Le projet consiste à envoyer, en janvier 2014, un premier véhicule à destination de Mars, sur un lanceur lourd du type des fusées Saturn V (Etats-Unis) ou Energia (Russie). Ignorer totalement la Lune – après tout, cela demande moins d’énergie de se rendre sur la Planète rouge que sur la Lune, car l’atmosphère ténue de Mars permet de freiner sans dépenser de propergol (le carburant des fusées). Lancer ensuite, tous les deux ans, deux nouvelles fusées : l’une ira déposer son équipage, après 180 jours de vol, à côté du véhicule lancé deux ans plus tôt, qui servira pour le retour des astronautes ; l’autre, sans équipage, servira de module de retour pour la mission suivante. Les quatre explorateurs disposeront de 550 jours pour visiter les alentours et effectuer des expériences, une durée exceptionnelle qui garantit l’intérêt scientifique de la mission.

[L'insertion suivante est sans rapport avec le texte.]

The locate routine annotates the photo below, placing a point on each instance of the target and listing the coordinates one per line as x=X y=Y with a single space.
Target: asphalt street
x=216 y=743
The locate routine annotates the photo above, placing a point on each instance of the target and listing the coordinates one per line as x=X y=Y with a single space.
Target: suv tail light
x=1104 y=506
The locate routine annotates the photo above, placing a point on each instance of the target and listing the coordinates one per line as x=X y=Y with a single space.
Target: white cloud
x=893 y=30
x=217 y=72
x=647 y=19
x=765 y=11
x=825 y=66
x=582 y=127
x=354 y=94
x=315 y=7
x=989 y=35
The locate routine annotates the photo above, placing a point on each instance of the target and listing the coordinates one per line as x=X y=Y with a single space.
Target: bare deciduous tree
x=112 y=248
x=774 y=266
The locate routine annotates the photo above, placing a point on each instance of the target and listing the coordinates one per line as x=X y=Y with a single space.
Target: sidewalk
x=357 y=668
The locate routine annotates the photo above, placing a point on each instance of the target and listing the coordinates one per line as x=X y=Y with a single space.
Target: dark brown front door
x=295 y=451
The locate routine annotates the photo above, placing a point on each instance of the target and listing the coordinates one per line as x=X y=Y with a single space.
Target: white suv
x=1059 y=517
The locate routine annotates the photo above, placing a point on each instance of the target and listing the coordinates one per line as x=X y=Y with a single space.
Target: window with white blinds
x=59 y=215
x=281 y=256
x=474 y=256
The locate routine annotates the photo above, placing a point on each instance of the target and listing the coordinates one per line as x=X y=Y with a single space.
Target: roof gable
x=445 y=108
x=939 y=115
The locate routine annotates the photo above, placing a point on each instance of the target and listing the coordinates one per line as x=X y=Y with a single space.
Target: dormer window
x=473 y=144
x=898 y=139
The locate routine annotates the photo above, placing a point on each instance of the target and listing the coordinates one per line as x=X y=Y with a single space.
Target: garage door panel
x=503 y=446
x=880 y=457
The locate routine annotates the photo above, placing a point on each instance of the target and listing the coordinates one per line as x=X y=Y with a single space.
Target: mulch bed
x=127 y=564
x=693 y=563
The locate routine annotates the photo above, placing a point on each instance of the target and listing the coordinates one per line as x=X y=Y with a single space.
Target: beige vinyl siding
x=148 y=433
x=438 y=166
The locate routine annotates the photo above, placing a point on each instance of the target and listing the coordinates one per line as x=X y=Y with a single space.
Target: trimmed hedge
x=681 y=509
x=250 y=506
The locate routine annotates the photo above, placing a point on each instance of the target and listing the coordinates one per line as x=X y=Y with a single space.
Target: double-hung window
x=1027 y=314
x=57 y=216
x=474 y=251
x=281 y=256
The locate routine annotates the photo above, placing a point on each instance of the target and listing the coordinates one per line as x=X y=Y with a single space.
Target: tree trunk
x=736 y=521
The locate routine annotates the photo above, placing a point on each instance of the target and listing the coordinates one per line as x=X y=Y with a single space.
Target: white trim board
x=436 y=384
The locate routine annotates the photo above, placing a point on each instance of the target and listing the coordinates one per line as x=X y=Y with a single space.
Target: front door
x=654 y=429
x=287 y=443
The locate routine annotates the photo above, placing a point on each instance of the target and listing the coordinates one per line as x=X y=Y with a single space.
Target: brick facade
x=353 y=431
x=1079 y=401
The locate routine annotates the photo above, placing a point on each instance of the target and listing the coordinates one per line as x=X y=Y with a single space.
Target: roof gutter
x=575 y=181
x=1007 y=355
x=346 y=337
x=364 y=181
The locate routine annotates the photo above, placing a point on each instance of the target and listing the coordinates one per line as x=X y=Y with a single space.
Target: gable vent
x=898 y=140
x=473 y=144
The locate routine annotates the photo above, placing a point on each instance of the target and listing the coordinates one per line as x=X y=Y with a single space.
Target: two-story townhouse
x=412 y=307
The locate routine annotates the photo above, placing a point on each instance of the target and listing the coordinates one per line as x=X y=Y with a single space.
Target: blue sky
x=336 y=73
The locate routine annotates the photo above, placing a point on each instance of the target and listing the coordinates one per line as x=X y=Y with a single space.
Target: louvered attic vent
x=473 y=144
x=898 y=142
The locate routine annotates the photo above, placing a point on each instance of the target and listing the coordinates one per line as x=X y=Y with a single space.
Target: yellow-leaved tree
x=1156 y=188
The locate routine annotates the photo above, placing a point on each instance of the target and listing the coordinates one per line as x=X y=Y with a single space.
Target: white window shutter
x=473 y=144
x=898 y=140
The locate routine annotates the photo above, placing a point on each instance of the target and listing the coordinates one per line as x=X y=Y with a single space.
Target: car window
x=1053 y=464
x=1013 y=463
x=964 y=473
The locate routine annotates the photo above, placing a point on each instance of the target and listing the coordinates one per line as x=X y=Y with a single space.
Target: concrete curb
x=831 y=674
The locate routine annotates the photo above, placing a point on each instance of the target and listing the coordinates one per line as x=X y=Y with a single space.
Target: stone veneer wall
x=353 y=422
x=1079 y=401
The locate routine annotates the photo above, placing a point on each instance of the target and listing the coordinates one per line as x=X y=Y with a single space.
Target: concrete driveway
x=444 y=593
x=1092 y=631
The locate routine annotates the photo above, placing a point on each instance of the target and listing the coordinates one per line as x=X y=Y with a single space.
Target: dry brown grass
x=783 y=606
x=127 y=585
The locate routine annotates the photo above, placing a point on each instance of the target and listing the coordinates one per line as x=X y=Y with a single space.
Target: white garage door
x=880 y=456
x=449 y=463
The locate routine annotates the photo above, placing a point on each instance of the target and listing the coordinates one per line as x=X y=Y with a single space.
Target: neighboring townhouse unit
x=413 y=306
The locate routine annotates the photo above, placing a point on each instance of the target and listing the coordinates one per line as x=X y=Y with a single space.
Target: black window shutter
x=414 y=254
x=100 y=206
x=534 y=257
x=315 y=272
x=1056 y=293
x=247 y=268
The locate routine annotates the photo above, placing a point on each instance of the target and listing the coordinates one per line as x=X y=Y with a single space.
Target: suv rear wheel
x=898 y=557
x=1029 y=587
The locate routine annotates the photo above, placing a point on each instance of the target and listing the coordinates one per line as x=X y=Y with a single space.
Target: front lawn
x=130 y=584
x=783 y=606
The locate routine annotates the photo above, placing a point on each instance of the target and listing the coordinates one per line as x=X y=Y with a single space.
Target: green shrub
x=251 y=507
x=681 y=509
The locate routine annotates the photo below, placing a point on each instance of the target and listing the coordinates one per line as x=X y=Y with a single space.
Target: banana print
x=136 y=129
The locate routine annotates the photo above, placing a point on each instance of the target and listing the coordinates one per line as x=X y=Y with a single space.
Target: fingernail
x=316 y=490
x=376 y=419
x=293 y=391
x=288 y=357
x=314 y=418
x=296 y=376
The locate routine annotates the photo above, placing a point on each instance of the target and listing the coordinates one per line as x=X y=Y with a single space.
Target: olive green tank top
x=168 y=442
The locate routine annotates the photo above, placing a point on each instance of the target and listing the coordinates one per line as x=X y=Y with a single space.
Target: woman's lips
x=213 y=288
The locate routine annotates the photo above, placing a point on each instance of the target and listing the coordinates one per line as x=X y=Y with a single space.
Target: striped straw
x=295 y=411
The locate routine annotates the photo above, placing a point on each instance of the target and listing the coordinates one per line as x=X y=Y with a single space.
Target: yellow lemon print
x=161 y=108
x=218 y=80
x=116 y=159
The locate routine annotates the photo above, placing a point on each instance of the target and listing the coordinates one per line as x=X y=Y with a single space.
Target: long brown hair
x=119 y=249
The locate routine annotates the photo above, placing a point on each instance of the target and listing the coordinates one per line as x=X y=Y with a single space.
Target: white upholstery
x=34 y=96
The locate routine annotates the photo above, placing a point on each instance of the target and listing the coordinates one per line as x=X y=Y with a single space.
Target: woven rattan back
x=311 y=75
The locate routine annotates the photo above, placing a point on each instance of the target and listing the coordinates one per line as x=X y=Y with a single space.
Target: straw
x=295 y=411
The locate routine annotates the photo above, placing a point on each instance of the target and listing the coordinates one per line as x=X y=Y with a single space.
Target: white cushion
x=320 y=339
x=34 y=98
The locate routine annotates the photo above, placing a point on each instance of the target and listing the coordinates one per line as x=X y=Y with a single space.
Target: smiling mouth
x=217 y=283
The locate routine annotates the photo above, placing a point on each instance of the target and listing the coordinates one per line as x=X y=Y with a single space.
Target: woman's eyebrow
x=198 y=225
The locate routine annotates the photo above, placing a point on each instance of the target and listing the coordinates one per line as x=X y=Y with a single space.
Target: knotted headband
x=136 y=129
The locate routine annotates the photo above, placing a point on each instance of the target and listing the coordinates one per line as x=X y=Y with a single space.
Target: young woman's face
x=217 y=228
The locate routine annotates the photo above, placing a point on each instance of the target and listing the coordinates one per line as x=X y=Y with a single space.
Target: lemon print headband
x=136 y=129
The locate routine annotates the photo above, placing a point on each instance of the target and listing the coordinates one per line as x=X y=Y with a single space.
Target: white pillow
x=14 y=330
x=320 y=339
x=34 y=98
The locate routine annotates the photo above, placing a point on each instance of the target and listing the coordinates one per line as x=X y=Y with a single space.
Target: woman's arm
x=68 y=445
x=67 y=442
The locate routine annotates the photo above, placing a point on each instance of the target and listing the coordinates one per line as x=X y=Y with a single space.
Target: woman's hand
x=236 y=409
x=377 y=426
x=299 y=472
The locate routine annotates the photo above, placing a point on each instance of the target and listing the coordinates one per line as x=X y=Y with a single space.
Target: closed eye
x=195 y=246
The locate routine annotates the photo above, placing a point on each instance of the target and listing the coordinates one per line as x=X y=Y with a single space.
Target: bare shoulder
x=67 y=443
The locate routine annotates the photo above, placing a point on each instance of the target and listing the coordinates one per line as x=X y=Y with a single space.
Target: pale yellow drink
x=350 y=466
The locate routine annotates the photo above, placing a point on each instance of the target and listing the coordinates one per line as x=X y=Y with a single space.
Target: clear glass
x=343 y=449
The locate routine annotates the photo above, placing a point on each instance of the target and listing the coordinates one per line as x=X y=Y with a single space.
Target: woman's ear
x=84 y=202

Toute l’astuce du procédé consiste en sa (relative) légèreté : le véhicule de retour est envoyé vide, et produit ses propergols sur place, en décomposant chimiquement l’atmosphère martienne grâce à un générateur électrique embarqué. M. Zubrin a lui-même démontré, avec des moyens relativement limités, la faisabilité technique de cette exploitation des ressources locales. De plus, chaque mission laissera sur place son « hab », ou module d’habitation, ce qui permettra à terme l’implantation d’une base scientifique permanente sur le sol de Mars.
L’auteur cherche à convaincre le grand public. Navigation dans le système solaire, chimie des propulseurs, calcul des quantités de nourriture, trajectoires permettant d’éviter les surdoses de radiation, définition d’une horloge et d’un calendrier locaux, méthodes pour se repérer sans boussole selon la position des lunes Deimos et Phobos : une profusion d’explications pédagogiques très réussies font de Cap sur Mars un livre à étudier au lycée, et un best-seller aux Etats-Unis. Robert Zubrin joue à plein de la notion de « nouvelle frontière », convoque l’histoire des pionniers de l’Ouest pour envisager le développement d’une future humanité martienne (sans Indiens à exterminer cette fois), et envisage la propriété privée et l’esprit d’entreprise comme les plus puissants moteurs de la colonisation spatiale. Mais, qu’il s’agisse de missions commanditées par les puissances spatiales actuelles (Etats-Unis, Europe, voire la Chine) ou par des multinationales, l’ingénieur ne laisse guère subsister de doute sur un point : il existe désormais un plan, réalisable à court terme, pour coloniser Mars. Les générations qui partiront s’établir sur la Planète rouge sont déjà nées.